Choose a suitable monetization model

Open Social is currently building three brand new monetization extensions that you can add to any Open Social online community. These extensions are each built with a specific model in mind:

  • Subscription fees: Create different community membership tiers with unique subscription fees for each. The more expensive a membership tier is, the more advantages and privileges it gives.
  • Content access: Add a payment fee to access specific premium community content such as online courses.
  • Ticketed events: Add ticket purchasing fees to specific online community events.

Monetization subscription process

There are also other models, such as: sponsored content, donations, advertisement, merchandising and more.

To create a monetization strategy that doesn’t alienate your members, you need to pick a model that is appropriate for your community based on the value you provide them. For example: if a big draw for your community is a series of online courses, you can charge a fee for access to these courses.

You can also create a strategy that cleverly combines models. For example: Perhaps you can keep the courses free, but add extra premium content that is only accessible to paying subscribers.

Community sustainment

Make it about community sustainment instead of simply profit

Members might be more willing to pay a fee to access content, events or parts of the community if they know what the profits will be used for. They don’t want to feel like it’s simply about making money for you. They want to still feel like community members, not simply customers. Members should feel like they are somehow contributing to the community with their payments.

Let your community know that the fees will help support your organization, be used for important community projects or even help with the maintenance of the community itself! Members will be much more willing (and even eager!) to pay a fee if they feel like it is to support the existence and improvement of the community.

Follow the freemium model

Follow the freemium payment model

The journalism industry learned through hard lessons that if you simply block your news website to anyone who isn’t paying, your readers will simply go somewhere else. Instead, the prevailing model is that some content is free, and some content you can only access as a paying member. Or that website visitors can read a certain amount of free articles a month before they need to start paying.

Don’t simply put a payment gate on your online community, otherwise you won’t grow your membership base. Members need to feel that they can still be part of the community even if they don’t pay. So find a freemium model that works for your community.

Think carefully about ads

If you are going to do ads, proceed with caution!

Ads are the easiest way to monetize any online space. No wonder everywhere we go online we are bombarded with advertisements and that many turn to online community as a safe refuge where they aren’t being monitored and their data isn’t being mined.

Therefore, be warned: if you are going to bombard members with ads, they might feel like your platform is turning into yet another Facebook or Instagram!

An alternative to indiscriminate online ads as a source of revenue is to get community sponsorships.

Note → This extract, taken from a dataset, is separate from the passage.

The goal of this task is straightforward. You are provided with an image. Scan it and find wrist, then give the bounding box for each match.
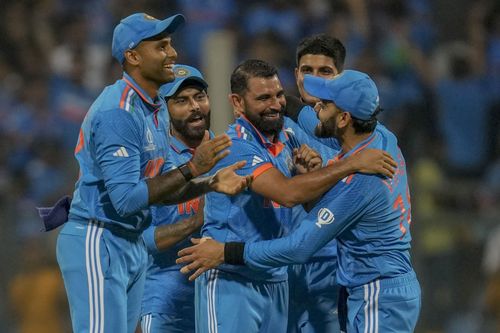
[224,242,245,265]
[177,162,195,182]
[186,159,201,177]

Find companies that are relevant to your community and ask them to sponsor specific (and relevant) events, community spaces, groups or content. Find sponsors that add value to the community, instead of simply distract them.

If you are dead-set on adding ads to your platform, at least give members an ad-free paid subscription option.

Be transparent

Be transparent

The quickest way to alienate members and lose your community’s trust is to make members feel like they’ve been lied to, tricked or taken advantage of.

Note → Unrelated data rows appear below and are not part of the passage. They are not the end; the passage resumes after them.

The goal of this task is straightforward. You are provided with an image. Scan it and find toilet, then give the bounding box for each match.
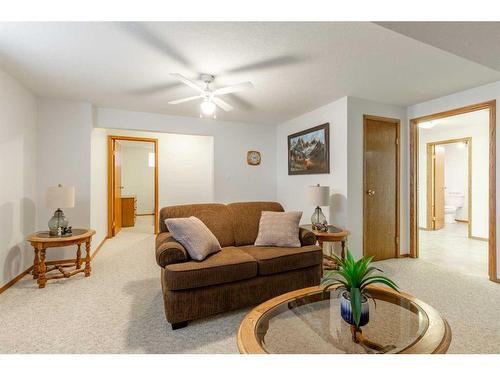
[444,191,465,223]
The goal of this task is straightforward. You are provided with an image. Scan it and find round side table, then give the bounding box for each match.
[26,229,95,288]
[301,225,349,270]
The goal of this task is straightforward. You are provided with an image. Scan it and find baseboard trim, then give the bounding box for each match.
[90,237,108,260]
[0,237,108,294]
[469,236,488,242]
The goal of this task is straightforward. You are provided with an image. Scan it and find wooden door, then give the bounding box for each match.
[113,141,122,236]
[433,145,445,230]
[363,116,399,260]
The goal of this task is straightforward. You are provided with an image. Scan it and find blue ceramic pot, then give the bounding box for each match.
[340,291,370,327]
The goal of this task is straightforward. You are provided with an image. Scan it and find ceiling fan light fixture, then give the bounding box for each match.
[200,99,215,116]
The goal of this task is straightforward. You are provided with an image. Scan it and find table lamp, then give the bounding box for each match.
[308,184,330,232]
[45,184,75,236]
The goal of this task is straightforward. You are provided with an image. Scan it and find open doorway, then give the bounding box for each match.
[108,135,158,238]
[410,102,496,281]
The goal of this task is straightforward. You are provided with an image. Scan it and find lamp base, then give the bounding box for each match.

Be 100% transparent with fee structures, payment processes, invoicing and importantly: what a member actually gets for their purchase.

Here are some basic DON’Ts:

  • Don’t make false claims to boost the perceived value of something.
  • Don’t include any small-print hidden costs in purchases (even if it is technically legal)
  • Don’t put your trust in unsecured payment systems (Open Social uses Stripe, one of the best systems available).
  • Don’t change fee structures or prices without notifying relevant members.
  • Don’t forget to send prompt invoices or receipts.
  • Don’t ignore complaints, concerns or refund requests.

Monetization payment process

Your members won’t mind paying to support your organization and their community as long as they feel that you are being honest and forthcoming.

Create value that outweighs cost

Create value that outweighs the cost

Even if you want to make a profit with community monetization, make sure to give members more than they’d expect for the price that they are paying.

When members can see that the value outweighs the cost, they will feel like the fees are more than justified and that you still place the focus on their interests (instead of simply on their wallets!).

Start creating more and better content once monetization rolls out. Members should feel that now that they are paying, the community is instantly improving!

Invest back into the community

Invest back into the community

To make members more than willing to pay to be part of the community, you should put their money to good use. Visibly investing back into the community with a portion of the profits will build real trust.

Here are some ideas for investing back into the community:

  • Get paid expert speakers to join online events
  • Hire a full-time or additional community manager
  • Create a community-based competition with prizes
  • Create more and better content
  • Upgrade your platform with new features or extensions
  • Support community projects with materials and resources

A community is built on trust, something that you can’t buy with money. Monetizing an online community (or any community for that matter) is therefore a delicate balancing act. But if done right, your members will understand and support your monetization strategy. Just remember: members should always feel that paying fees is about creating a better community, instead of simply making a profit for the organizers or organization.